Who knew that James Joyce’s daughter and Zelda Fitzgerald were trying their hands at dance or that a single ballet such as Le Train Bleu could bring together the choreography, music, dance, writing, fashion, and visual art talents of Nijinsky, Milhaud, Diaghilev, Cocteau, Coco Chanel, and Picasso (respectively)? I certainly didn’t. (I feel a bit like I would upon discovering that two of my best friends already knew each other…)
What I’m realizing after these last four days of research is just how interconnected the arts scene of 1920s Paris was—with everything influencing everything else. It was an atmosphere of radical change and new excitement but not without fear of completely losing the old. Lynn Garafola, in her book Diaghilev’s Ballets Russes, writes of the complicated attitudes: “In an age where birth counted for little and wealth had squandered its claim to leadership through public displays of hedonism, art alone seems to justify the continued existence of older forms of social privilege” (360). Did the so-called Lost Generation turn to artists as the new elite, or did they believe they were abolishing the elite altogether? Did the mixing of race, class, and nationality within the arts blur pre-existing dichotomies or create new ones?
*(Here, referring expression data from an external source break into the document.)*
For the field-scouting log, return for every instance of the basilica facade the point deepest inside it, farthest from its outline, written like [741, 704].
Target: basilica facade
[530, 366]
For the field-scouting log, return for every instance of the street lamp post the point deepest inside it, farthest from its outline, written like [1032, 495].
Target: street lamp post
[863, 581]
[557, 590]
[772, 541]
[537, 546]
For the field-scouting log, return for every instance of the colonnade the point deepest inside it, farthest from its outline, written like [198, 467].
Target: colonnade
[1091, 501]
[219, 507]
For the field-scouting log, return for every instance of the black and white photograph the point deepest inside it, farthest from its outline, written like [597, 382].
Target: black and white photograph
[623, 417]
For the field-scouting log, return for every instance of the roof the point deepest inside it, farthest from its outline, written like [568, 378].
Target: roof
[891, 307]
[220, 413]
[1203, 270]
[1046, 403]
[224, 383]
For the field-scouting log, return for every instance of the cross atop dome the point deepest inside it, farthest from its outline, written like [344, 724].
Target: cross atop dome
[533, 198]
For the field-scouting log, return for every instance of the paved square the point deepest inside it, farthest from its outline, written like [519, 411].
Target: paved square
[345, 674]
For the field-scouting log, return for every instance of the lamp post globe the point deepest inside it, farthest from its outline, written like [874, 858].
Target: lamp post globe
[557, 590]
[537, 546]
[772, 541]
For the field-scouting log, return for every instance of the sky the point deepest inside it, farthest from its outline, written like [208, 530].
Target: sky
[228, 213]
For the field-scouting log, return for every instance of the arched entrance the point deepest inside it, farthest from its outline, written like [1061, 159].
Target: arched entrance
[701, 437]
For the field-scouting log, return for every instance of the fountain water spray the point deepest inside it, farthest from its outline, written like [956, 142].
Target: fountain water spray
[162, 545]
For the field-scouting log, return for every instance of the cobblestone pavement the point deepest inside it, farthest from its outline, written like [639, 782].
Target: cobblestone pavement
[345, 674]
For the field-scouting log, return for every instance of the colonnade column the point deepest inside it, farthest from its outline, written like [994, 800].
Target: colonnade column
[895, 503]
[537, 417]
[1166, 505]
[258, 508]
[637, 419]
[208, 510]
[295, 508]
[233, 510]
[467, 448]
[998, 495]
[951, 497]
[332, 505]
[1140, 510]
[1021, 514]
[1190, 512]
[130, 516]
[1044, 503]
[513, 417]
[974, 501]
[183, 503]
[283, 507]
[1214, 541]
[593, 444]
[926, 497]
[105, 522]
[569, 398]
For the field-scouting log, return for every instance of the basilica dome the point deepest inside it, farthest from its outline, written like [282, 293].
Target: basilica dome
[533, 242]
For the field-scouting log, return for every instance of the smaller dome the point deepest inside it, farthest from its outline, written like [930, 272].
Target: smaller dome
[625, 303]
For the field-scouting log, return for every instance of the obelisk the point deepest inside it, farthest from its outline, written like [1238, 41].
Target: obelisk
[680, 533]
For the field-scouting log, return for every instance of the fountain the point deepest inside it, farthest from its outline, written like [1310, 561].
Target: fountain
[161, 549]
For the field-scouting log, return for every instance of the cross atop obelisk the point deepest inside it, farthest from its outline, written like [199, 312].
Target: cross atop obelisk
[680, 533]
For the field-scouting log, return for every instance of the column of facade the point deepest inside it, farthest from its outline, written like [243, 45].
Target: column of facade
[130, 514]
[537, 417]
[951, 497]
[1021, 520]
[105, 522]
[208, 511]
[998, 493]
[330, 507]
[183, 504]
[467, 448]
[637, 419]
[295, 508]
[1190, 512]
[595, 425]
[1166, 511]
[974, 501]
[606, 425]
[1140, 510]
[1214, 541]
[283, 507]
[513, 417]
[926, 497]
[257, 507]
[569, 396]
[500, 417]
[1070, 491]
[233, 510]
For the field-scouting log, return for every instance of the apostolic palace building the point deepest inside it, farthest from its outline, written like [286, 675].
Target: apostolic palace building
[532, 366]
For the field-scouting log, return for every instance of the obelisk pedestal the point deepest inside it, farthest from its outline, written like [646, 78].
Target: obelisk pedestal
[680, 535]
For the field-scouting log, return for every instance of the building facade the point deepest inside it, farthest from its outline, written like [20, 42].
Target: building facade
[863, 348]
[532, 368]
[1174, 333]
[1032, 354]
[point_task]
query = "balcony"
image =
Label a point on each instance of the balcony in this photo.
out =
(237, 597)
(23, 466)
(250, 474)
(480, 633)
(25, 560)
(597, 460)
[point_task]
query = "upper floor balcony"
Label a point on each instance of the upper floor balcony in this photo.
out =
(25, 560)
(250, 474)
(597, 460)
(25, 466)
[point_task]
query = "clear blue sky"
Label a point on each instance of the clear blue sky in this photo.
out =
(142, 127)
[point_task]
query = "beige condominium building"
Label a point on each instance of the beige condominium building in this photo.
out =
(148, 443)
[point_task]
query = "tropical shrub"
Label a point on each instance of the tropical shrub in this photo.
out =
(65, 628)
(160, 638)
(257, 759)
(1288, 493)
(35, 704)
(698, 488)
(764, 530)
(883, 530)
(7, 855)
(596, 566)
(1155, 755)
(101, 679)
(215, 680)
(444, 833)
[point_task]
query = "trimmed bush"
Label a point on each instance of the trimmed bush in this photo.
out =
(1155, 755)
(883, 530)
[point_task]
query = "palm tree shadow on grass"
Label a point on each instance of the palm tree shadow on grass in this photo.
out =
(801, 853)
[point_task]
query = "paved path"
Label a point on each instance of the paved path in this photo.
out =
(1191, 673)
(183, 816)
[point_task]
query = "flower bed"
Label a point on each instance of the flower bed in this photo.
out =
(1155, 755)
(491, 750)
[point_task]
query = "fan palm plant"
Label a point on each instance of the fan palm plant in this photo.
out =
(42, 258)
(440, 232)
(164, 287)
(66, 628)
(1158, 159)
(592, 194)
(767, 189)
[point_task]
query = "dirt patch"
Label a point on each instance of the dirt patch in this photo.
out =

Possibly 1920s Paris doesn’t lend itself easily to yes or no questions, nor do I feel confident categorizing the era with anything more than the words dynamic and fluid. As I continue my research, I want to keep examining these questions, never forgetting to take into account that all of this was happening temporally and in a specific place. Paris itself, with its history, traditions, and post-war rawness, may be one of the largest forces swaying the scene.